Pass features into a task
Certain features of the same data type may need to be processed differently than others. For example, suppose you are working on solving a problem with a dataset containing text features. One of which lends itself well to using word-grams for preprocessing, while the other uses char-grams.
When using Composable ML in DataRobot, you can pass one or more specific features to another task.
When using project-specific functionality, DataRobot recommends running the following code.
w.set_project(project_id="<project_id>")
# or
# w = Workshop(project_id="<project_id>")
In this example, select the Age feature, perform missing value imputation, and pass it to the Keras neural network classifier. Note that similar to other pieces of functionality, you may auto-complete feature names with w.Features.<tab>
to complete available features.
features = w.FeatureSelection(w.Features.Age)
pni = w.Tasks.PNI2(features)
keras = w.Tasks.KERASC(pni)
keras_blueprint = w.BlueprintGraph(keras)
You may link a blueprint to a specific project if desired, ensuring the blueprint is validated based on the linked project, for example, to confirm that the selected features exist in the dataset associated with the project.
# Make sure it is saved at least once, or pass `user_blueprint_id` to `link_to_project`
keras_blueprint.save()
keras_blueprint.link_to_project(project_id="<project_id>")
To only pass a desired column into a task, add the Task Single Column Converter or Multiple Column Converter. Then, pick the column name from the original dataset as the parameter column_name or column_names. The following task(s) will only receive the selected column(s).
Click Update and then Save Blueprint to see the new task referencing the chosen column. Here's an example of a blueprint performing specific preprocessing on certain columns. Notice how each column name is observable.
Continuing with this example, you can also pass all columns to another task. To do so, add a new connection from Numeric Variables to the desired task.
You may link a blueprint to a specific project if desired, ensuring the blueprint is validated based on the linked project; for example, to confirm that the selected features exist in the dataset associated with the project
Features may also be excluded instead, which is particularly useful when a particular feature should be processed one way, and everything else, processed another way.

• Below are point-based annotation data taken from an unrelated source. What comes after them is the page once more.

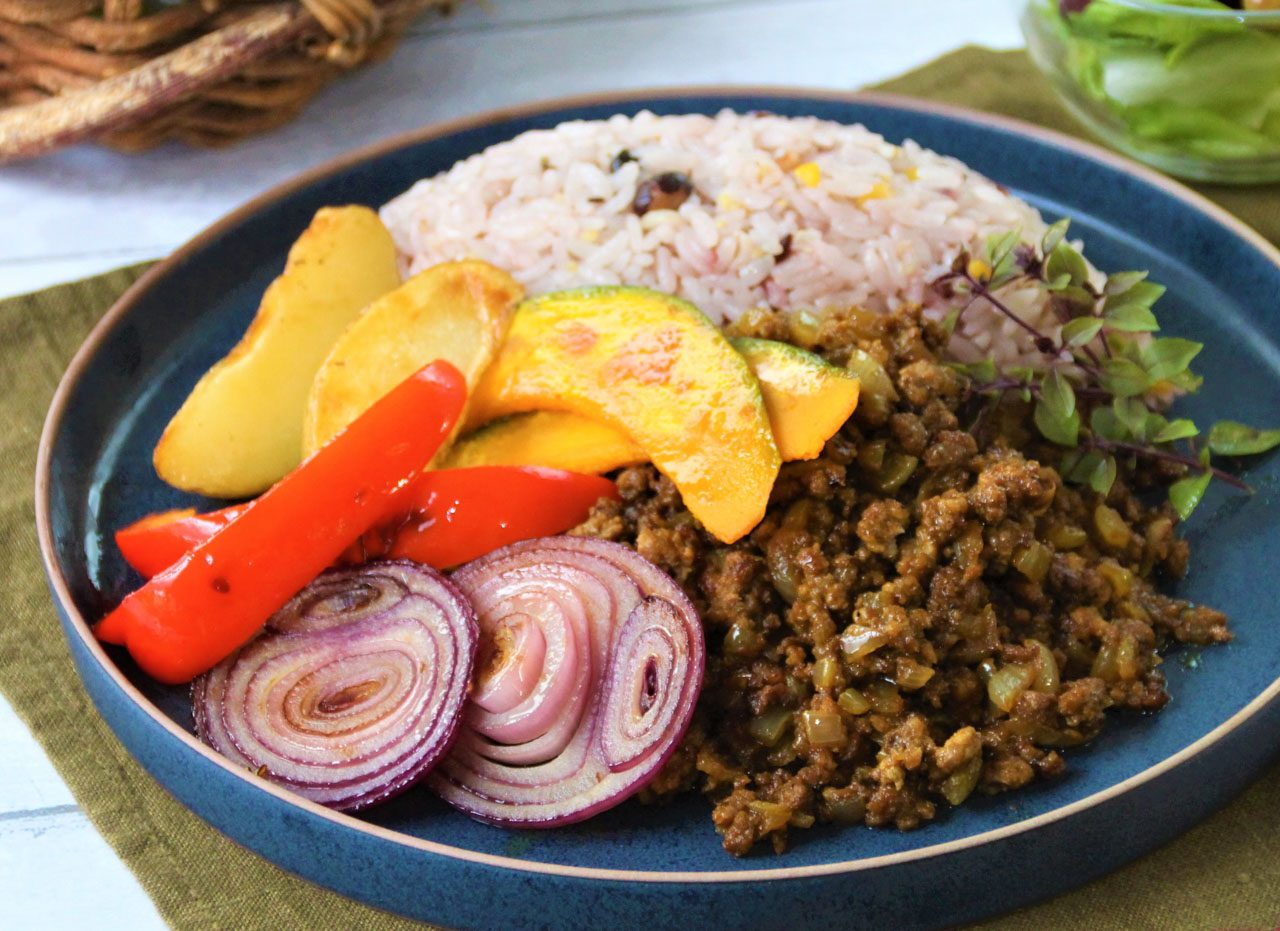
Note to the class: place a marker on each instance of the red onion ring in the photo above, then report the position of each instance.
(572, 719)
(353, 690)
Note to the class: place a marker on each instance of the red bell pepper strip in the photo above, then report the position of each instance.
(461, 514)
(158, 541)
(451, 516)
(204, 607)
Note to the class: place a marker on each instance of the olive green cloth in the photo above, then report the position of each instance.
(1224, 874)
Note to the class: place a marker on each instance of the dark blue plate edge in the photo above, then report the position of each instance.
(87, 648)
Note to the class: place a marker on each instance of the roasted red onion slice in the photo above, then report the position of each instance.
(589, 670)
(353, 690)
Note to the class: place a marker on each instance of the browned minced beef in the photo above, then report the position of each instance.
(926, 610)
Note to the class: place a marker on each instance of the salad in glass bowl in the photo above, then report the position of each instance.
(1188, 86)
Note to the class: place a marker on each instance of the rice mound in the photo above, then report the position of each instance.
(792, 213)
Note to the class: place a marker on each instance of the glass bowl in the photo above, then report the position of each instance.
(1188, 86)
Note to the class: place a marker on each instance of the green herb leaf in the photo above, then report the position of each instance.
(1055, 234)
(1066, 260)
(1078, 300)
(1077, 466)
(1107, 425)
(1057, 395)
(1124, 378)
(950, 320)
(1080, 331)
(1133, 414)
(1185, 494)
(982, 372)
(1055, 427)
(1104, 475)
(1187, 382)
(1168, 356)
(1120, 282)
(1132, 318)
(1142, 293)
(1179, 429)
(1229, 438)
(1022, 373)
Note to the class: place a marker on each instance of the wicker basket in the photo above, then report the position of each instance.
(133, 73)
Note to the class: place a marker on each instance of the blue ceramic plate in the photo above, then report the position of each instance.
(1141, 784)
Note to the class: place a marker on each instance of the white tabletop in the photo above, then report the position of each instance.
(88, 210)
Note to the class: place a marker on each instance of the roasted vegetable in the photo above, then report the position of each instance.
(657, 369)
(241, 428)
(455, 311)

without_insurance_type = w.FeatureSelection(w.Features.Insurance_Type, exclude=True)
only_insurance_type = w.FeatureSelection(w.Features.Insurance_Type)
one_hot = w.Tasks.PDM3(without_insurance_type)
ordinal = w.Tasks.ORDCAT2(only_insurance_type)
keras = w.Tasks.KERASC(one_hot, ordinal)
keras_blueprint = w.BlueprintGraph(keras)
To process certain features in different ways, add the Task Multiple Column Converter. This task lets you select columns. You can give it a list with several columns that you want to include and the rest will be dropped (using the parameter column_names). Alternatively, you can instead provide a list of several columns that you would like to use.
Next, create an edge from the categorical data to the modeler, insert the alternative processing task, then add a second Multiple Column Converter and pick the same column name and change method to be exclude.
Now, one column is processed using one task, and all others are processed with a different task.